AUSTIN, Texas—Latino USA, the radio journal of news and culture located on The University of Texas at Austin campus, soon will broadcast a series of special reports that examine the human dynamics and complexities of the aftermath of Hurricane Mitch, which about six months ago left more than 9,000 people dead in Central America.
The reports will air on approximately 175 public radio stations nationwide and also will be accessible through Latino USA’s web site http://www.latinousa.org Local NPR stations may be contacted for broadcast times. Latino USA is a production partnership of the Center for Mexican American Studies and KUT-FM radio at UT Austin.
The series will examine the hurricane’s effects on the political, economic, and social realities of Central America and their implications for the United States. The reports will begin the week of May 14 and continue periodically through October, the one¬year anniversary of what some call the worst natural disaster in the region’s history.
In the first report, The Street Children of Mitch, producer María Martin examines internal migration in Central America as it affects children. She reports how Mitch exacerbated the already growing problem of street children in Guatemala, while in Honduras, hundreds of homeless, orphaned children have gone north for a better life — only to find rejection, violence, and often, drugs and prostitution.
In another report, Farming Honduras after the Storm, reporter Ingrid Lobet visited farmers near the Chiquito River. She reports that the hurricane has ruined many livelihoods and also revealed the long-term vulnerability of the nation’s soil and water.
In subsequent reports, Hurricane Mitch and Broken Promises, will look at a town on Guatemalan’s Caribbean coast, where residents still wait for the help promised by politicians and the media. When the Fish are Gone, examines the lives of subsistence fishermen, who have defended their sustenance for years from industrial shrimp farms. Now, in Mitch’s wake, their lagoons are polluted and void of fish.
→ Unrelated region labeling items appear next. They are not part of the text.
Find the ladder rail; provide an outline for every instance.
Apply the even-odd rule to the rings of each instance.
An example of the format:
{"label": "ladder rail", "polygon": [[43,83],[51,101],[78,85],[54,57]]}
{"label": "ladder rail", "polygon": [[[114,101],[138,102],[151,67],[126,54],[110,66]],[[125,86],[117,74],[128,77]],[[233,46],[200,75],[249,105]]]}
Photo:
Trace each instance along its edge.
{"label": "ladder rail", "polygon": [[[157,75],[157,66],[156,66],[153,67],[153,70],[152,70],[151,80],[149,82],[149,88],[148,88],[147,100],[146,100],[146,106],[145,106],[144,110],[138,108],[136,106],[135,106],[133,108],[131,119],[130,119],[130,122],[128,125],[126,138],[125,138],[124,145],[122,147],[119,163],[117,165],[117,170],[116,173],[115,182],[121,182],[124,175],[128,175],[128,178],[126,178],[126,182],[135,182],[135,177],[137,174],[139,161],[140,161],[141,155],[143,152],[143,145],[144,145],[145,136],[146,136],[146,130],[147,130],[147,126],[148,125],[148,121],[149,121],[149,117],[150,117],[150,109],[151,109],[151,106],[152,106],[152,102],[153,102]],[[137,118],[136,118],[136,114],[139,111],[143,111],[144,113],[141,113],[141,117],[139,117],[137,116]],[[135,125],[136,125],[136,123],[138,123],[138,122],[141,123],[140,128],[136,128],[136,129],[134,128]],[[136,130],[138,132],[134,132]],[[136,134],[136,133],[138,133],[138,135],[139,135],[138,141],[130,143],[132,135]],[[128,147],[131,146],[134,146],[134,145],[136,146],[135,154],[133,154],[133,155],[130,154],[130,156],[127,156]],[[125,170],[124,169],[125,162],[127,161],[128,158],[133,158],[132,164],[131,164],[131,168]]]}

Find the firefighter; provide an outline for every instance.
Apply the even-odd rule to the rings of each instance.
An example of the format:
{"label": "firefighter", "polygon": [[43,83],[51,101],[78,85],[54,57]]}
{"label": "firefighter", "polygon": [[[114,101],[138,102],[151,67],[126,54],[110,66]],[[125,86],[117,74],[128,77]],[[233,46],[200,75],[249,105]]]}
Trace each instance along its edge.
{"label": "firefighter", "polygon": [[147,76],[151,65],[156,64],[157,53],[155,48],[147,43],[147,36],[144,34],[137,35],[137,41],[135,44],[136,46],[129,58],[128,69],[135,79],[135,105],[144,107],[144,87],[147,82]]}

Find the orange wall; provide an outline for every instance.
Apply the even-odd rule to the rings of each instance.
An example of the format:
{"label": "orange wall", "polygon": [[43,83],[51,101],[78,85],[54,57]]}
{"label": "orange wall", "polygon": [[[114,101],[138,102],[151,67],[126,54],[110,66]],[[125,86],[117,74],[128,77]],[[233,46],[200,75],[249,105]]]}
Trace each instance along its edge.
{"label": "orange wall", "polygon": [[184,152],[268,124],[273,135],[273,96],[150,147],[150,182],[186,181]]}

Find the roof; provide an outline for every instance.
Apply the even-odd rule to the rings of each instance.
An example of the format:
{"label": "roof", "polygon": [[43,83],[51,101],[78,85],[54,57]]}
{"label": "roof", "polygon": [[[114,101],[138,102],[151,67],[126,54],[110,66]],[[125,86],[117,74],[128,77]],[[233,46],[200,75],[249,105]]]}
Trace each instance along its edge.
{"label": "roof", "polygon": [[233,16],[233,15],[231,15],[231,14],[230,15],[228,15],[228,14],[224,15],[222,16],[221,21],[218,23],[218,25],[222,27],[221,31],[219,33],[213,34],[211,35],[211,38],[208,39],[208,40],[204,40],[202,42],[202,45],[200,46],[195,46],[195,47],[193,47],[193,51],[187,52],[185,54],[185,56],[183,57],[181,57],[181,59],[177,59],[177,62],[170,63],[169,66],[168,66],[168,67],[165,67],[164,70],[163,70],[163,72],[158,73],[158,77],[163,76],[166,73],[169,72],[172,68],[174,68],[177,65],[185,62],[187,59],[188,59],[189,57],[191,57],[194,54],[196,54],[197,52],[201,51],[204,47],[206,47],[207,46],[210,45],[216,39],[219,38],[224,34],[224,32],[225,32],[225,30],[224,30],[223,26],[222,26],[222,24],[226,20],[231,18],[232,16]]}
Other topics to be covered include the hurricane’s impact on immigration to the United States, the challenge of rebuilding the economy of Central America, and the impact of the disaster on the democratization process and tourism in the region.
The series is funded by the Corporation for Public Broadcasting and distributed by National Public Radio®. It was conceived as an effort to inform radio audiences about their neighbors in the hemisphere and the forces that are influencing migration north to the United States.